O texto do jornal deixa claro (e agora mais do que nunca) um viés ideológico tipicamente liberal e conservador: sim, você pode ser homossexual, mas não pode parecer como tal. E, ao fim e ao cabo, as dicas da publicação são completamente coerentes com seu histórico do publicação que, sob a premissa da “liberdade de opinião” e de ser um “espaço plural” já publicou inúmeros textos do pastor Silas Malafaia, declaradamente homofóbico. O que está em jogo também é uma disputa de sociedade: de um lado branca, heterossexual e burguesa; do outro, liberta, mestiça e livre das classificações e da sociedade de controle.

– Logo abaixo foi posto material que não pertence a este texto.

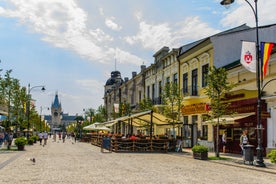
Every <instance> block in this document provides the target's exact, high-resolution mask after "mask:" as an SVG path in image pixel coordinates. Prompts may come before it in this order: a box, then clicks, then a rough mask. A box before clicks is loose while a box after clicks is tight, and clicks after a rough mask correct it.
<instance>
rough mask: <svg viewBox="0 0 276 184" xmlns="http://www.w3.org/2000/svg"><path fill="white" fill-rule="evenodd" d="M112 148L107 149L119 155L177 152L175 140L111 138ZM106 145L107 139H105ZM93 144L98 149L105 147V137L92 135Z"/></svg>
mask: <svg viewBox="0 0 276 184" xmlns="http://www.w3.org/2000/svg"><path fill="white" fill-rule="evenodd" d="M108 138H109V140H110V144H108V145H110V147H108V148H105V149H108V150H111V151H114V152H117V153H120V152H121V153H122V152H159V153H160V152H162V153H167V152H168V151H175V147H176V140H174V139H152V140H150V139H137V140H130V139H122V138H121V137H116V138H114V137H113V138H110V137H108ZM104 141H105V143H106V141H107V139H106V137H104ZM91 144H92V145H94V146H98V147H103V136H102V135H96V134H95V135H92V136H91Z"/></svg>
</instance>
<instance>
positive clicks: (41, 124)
mask: <svg viewBox="0 0 276 184" xmlns="http://www.w3.org/2000/svg"><path fill="white" fill-rule="evenodd" d="M43 109H47V110H49V107H42V106H40V118H39V120H40V131H43V128H42V110H43Z"/></svg>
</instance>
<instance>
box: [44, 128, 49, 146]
mask: <svg viewBox="0 0 276 184" xmlns="http://www.w3.org/2000/svg"><path fill="white" fill-rule="evenodd" d="M43 139H44V144H43V146H45V145H47V139H48V133H47V132H46V131H45V132H44V134H43Z"/></svg>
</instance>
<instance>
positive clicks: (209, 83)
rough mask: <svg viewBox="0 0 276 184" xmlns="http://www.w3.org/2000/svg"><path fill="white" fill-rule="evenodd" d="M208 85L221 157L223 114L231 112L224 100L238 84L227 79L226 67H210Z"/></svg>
mask: <svg viewBox="0 0 276 184" xmlns="http://www.w3.org/2000/svg"><path fill="white" fill-rule="evenodd" d="M206 78H207V86H206V87H205V94H206V95H207V96H208V97H209V99H210V100H211V104H210V107H211V112H210V113H211V114H210V115H211V119H212V121H213V120H214V119H216V120H217V121H216V122H214V123H215V124H216V127H217V130H216V131H217V132H216V133H217V136H216V156H217V157H219V125H220V118H221V116H222V115H225V114H229V113H230V112H229V110H228V106H229V105H228V104H227V103H225V102H223V101H222V98H223V97H224V95H225V94H226V93H229V92H230V91H231V90H232V89H233V88H234V87H235V86H236V84H233V83H230V82H229V81H228V80H227V72H226V70H225V68H216V67H210V68H209V73H208V75H207V76H206Z"/></svg>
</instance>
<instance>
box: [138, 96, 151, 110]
mask: <svg viewBox="0 0 276 184" xmlns="http://www.w3.org/2000/svg"><path fill="white" fill-rule="evenodd" d="M139 110H140V111H141V112H142V111H147V110H153V104H152V101H151V99H149V98H143V99H142V100H141V102H140V103H139Z"/></svg>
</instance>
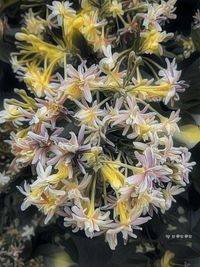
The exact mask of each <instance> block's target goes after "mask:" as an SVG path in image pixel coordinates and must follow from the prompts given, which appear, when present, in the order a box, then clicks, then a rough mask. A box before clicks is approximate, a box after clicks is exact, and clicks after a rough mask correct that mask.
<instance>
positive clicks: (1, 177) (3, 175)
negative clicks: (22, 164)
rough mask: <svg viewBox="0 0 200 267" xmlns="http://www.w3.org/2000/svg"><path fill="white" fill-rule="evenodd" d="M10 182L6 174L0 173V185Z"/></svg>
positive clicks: (8, 176)
mask: <svg viewBox="0 0 200 267" xmlns="http://www.w3.org/2000/svg"><path fill="white" fill-rule="evenodd" d="M9 181H10V177H9V176H8V175H6V172H5V171H4V172H0V185H1V186H4V185H6V184H7V183H8V182H9Z"/></svg>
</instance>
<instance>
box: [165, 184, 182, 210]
mask: <svg viewBox="0 0 200 267" xmlns="http://www.w3.org/2000/svg"><path fill="white" fill-rule="evenodd" d="M184 191H185V189H184V188H182V187H181V186H179V185H175V186H172V183H168V185H167V187H166V189H163V191H162V192H163V195H164V198H165V206H166V210H169V209H170V208H171V205H172V202H176V200H175V198H174V196H176V195H179V194H181V193H182V192H184Z"/></svg>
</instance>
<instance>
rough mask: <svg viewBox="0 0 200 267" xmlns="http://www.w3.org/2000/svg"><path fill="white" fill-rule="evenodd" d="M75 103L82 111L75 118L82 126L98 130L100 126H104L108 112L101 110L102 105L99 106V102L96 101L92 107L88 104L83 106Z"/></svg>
mask: <svg viewBox="0 0 200 267" xmlns="http://www.w3.org/2000/svg"><path fill="white" fill-rule="evenodd" d="M75 103H76V104H77V106H78V107H79V108H80V110H79V111H77V112H76V113H75V116H74V117H75V118H76V119H77V120H78V121H79V123H80V124H81V125H85V126H88V127H96V128H98V127H99V125H103V122H102V118H103V117H104V116H105V115H106V110H104V109H100V106H101V105H102V103H99V104H97V101H94V102H93V103H92V106H91V107H89V106H88V104H87V103H86V102H85V103H84V104H82V103H80V102H78V101H75Z"/></svg>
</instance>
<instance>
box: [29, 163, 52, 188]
mask: <svg viewBox="0 0 200 267" xmlns="http://www.w3.org/2000/svg"><path fill="white" fill-rule="evenodd" d="M36 172H37V175H38V176H37V180H36V181H35V182H34V183H32V185H31V187H34V186H39V185H40V186H45V185H48V178H49V176H50V175H51V173H52V166H48V167H47V168H46V169H45V168H44V167H43V166H42V164H41V162H39V163H38V164H37V167H36Z"/></svg>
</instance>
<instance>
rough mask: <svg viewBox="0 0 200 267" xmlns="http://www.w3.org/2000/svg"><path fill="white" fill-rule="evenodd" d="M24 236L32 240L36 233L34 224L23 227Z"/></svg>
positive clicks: (25, 225) (27, 238) (24, 226)
mask: <svg viewBox="0 0 200 267" xmlns="http://www.w3.org/2000/svg"><path fill="white" fill-rule="evenodd" d="M22 229H23V232H22V234H21V235H22V237H23V238H25V239H27V240H31V237H32V236H34V235H35V231H34V228H33V226H29V225H25V226H24V227H23V228H22Z"/></svg>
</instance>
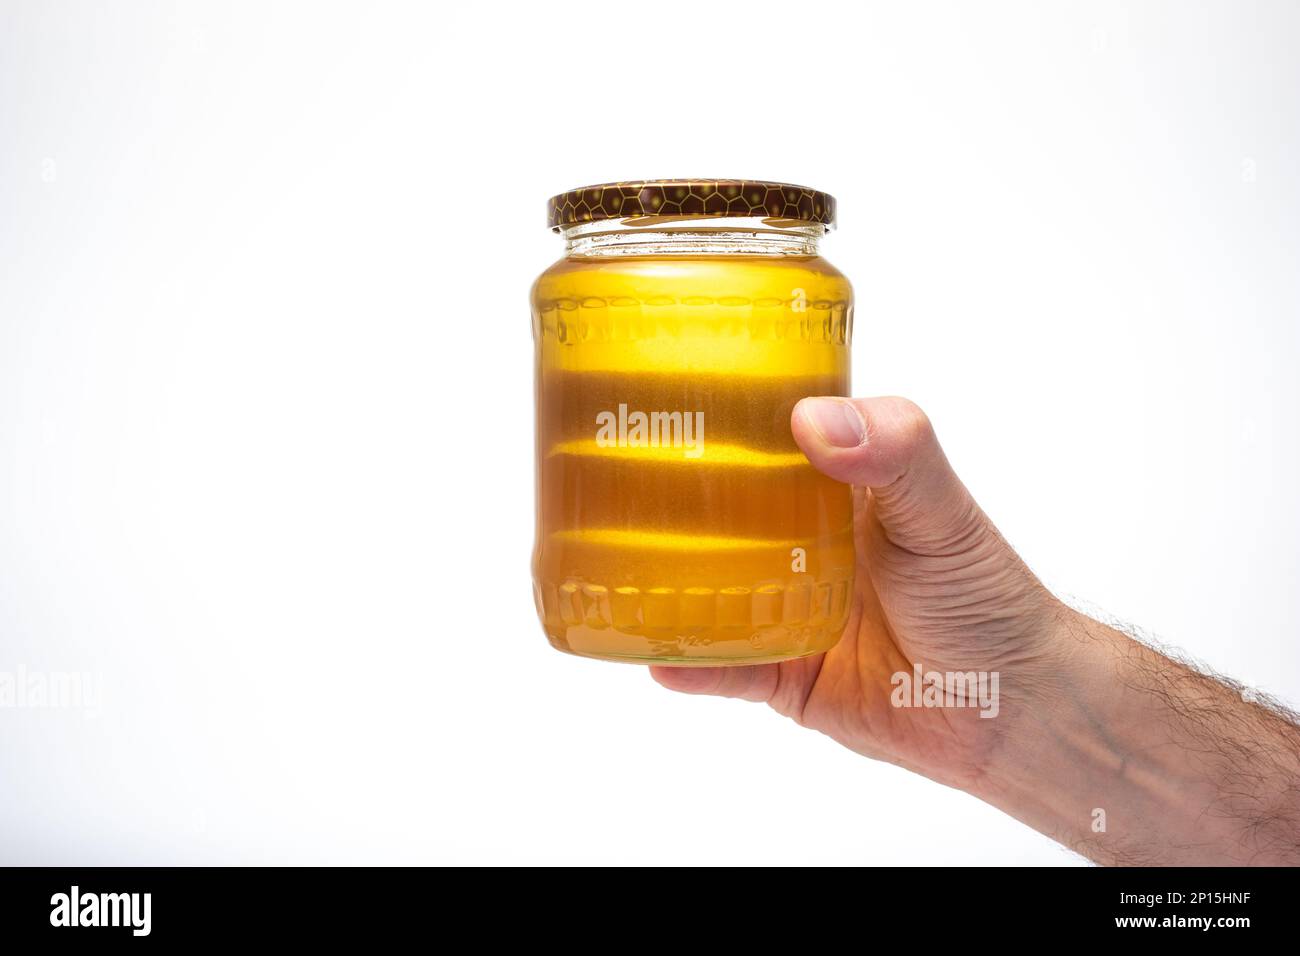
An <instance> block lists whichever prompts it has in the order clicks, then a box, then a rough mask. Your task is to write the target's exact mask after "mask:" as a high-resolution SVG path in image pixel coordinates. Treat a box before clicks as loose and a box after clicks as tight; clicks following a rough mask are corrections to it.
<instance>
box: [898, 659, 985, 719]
mask: <svg viewBox="0 0 1300 956" xmlns="http://www.w3.org/2000/svg"><path fill="white" fill-rule="evenodd" d="M997 682H998V672H997V671H927V670H926V669H924V667H922V666H920V665H919V663H918V665H913V669H911V671H910V672H909V671H897V672H896V674H894V675H893V676H892V678H889V683H891V684H892V685H893V688H894V689H893V691H892V692H891V693H889V702H891V704H893V705H894V706H896V708H979V715H980V717H997V711H998V706H1000V705H998V695H997Z"/></svg>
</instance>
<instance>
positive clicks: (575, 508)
mask: <svg viewBox="0 0 1300 956" xmlns="http://www.w3.org/2000/svg"><path fill="white" fill-rule="evenodd" d="M754 248H755V246H753V245H746V243H745V242H738V243H733V245H725V243H724V245H722V246H719V245H716V243H712V245H710V243H708V242H705V243H695V245H694V246H689V247H688V246H684V245H681V243H673V242H672V241H669V242H667V243H663V245H658V246H656V245H650V246H649V247H646V246H645V245H643V243H642V245H641V246H633V247H630V248H629V246H628V245H627V243H625V245H623V246H621V247H620V248H617V251H615V252H612V254H611V252H608V251H607V250H606V251H603V252H602V251H599V250H597V251H588V254H578V255H573V254H571V255H569V256H567V258H565V259H562V260H560V261H558V263H555V264H554V265H552V267H551V268H550V269H547V271H546V272H545V273H543V274H542V276H541V277H539V278H538V280H537V282H536V284H534V286H533V293H532V312H533V336H534V342H536V388H537V432H536V434H537V538H536V548H534V551H533V585H534V597H536V601H537V609H538V615H539V618H541V620H542V627H543V630H545V631H546V636H547V639H549V640H550V643H551V644H552V645H554V646H555V648H558V649H560V650H565V652H569V653H575V654H581V656H586V657H598V658H604V659H616V661H637V662H655V663H675V665H719V663H758V662H770V661H783V659H790V658H796V657H802V656H807V654H814V653H818V652H822V650H826V649H828V648H829V646H832V645H833V644H835V643H836V640H839V637H840V633H841V632H842V630H844V626H845V622H846V618H848V614H849V604H850V596H852V592H853V567H854V561H853V557H854V555H853V505H852V493H850V489H849V488H848V486H846V485H842V484H840V483H836V481H832V480H831V479H828V477H826V476H824V475H822V473H819V472H818V471H815V470H814V468H813V467H811V466H810V464H809V462H807V460H806V458H805V457H803V454H802V453H801V451H800V449H798V447H797V445H796V444H794V440H793V437H792V434H790V412H792V410H793V408H794V405H796V402H798V399H801V398H803V397H806V395H846V394H849V346H850V339H852V325H853V293H852V287H850V285H849V282H848V280H846V278H845V277H844V276H842V274H841V273H840V272H839V271H837V269H836V268H835V267H833V265H831V264H829V263H828V261H827V260H826V259H822V258H820V256H819V255H816V254H815V243H811V245H807V243H803V245H798V243H796V245H794V246H793V248H794V254H788V252H777V254H767V252H762V251H761V252H758V254H753V252H751V250H754ZM757 248H759V250H762V248H763V247H762V246H758V247H757ZM710 250H711V251H710ZM571 251H572V245H571Z"/></svg>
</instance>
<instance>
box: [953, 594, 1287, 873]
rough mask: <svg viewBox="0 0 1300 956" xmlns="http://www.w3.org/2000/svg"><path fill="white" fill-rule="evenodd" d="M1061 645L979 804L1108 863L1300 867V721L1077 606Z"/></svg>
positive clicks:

“Num momento em que os movimentos sociais do mundo inteiro pedem para as pessoas saírem do armário, vem o jornal Folha de São Paulo e manda todo mundo voltar pro armário?”, indigna-se Garcia. Outro ponto que a professora toca diz respeito ao espaço público e a quem ele de fato pertence. “A rua pertence ao macho”, afirma a professora. Esta lógica é comprovada quando pensamos na maneira como as mulheres são assediadas no espaço público e, agora, constatamos que as bichas afeminadas também não podem estar nele, pois é melhor evitar “locais abertos”, privilegiando os espaços fechados. Esconda-se.
Se você apanhou, a culpa é sua, que é viado e ainda por cima dá pinta na rua. Não pode, tem que ser macho e se adequar ao modelo heteronormativo. Isso não está escrito, mas é o que se lê nas entrelinhas de quando o jornal diz “evite dar pinta” e por favor, seja másculo e não nos envergonhe. Então, o que fazer com as travestis e transexuais? E as meninas que não seguem os padrões normativos de feminilidade? A pobreza conceitual do texto é tamanha que, ao invés de propor e ou provocar um debate sobre os vários tipos de existência corporal e coexistência, pede-se aos sujeitos sexodiversos que desapareçam do espaço público e o deixem limpinho e homogêneo, assim como pensavam os eugenistas do século XIX.
Num momento em que até a novela (produto conservador) da Rede Globo resolveu dar um passo para fora do armário com duas bichas pintosas (Felix e Niko) e com o beijo entre as personagens que obteve uma forte aceitação popular, o jornal resolve dar inúmeros passos pra trás. Obviamente que as “estratégias de segurança” causaram revolta e nas redes uma campanha foi criada. Mas, a pergunta que não quer calar: a serviço do que este texto, que manda bichas não serem afeminadas e não se beijarem nas ruas, foi publicado? A quem serve retirar o público LGBT do espaço público?